Capa do livro Entre o vírus e o verme se esgueiram poemas. Fotografia quadrada. Ao fundo, uma parede de tijolos expostos, de cor cinza, apoia o livro. Na parte superior da capa, pode-se ler “Entre o vírus e o verme se esgueiram poemas” em letras tortas, de cor verde claro, com exceção de “vírus” e “verme”, grafados em branco. No centro da capa, sobre um fundo verde escuro, há um losango verde claro com a imagem do novo coronavírus, fazendo alusão à bandeira do Brasil. No canto inferior esquerdo da capa, lê-se “André Plez” em letras brancas. Sob o livro, há um apoio de madeira.
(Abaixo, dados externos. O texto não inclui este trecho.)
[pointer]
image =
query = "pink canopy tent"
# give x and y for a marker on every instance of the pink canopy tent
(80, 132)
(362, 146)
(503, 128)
Novo livro de André Plez, Entre o vírus e o verme se esgueiram poemas aborda temas urgentes com uma lírica que se assume engajada (Foto: Editora Penalux)

Eduardo Rota Hilário

Um Brasil à deriva, sem controle sobre a pandemia de covid-19 e diariamente deturpado pelo desgoverno de Jair Bolsonaro: esse é o cenário que ambienta o novo livro de André Plez. Lançado em 2021 pela Editora Penalux, Entre o vírus e o verme se esgueiram poemas expõe, já na capa, aqueles que serão dois verdadeiros inimigos do país. É justamente nesse primeiro contato imagético que nos deparamos com uma bandeira nacional sem o clássico céu estrelado, coberto pelo tenebroso novo coronavírus, enquanto vestígios de vermes, metáfora para o abominável Presidente da República, emergem do fundo esverdeado de nosso maior símbolo pátrio.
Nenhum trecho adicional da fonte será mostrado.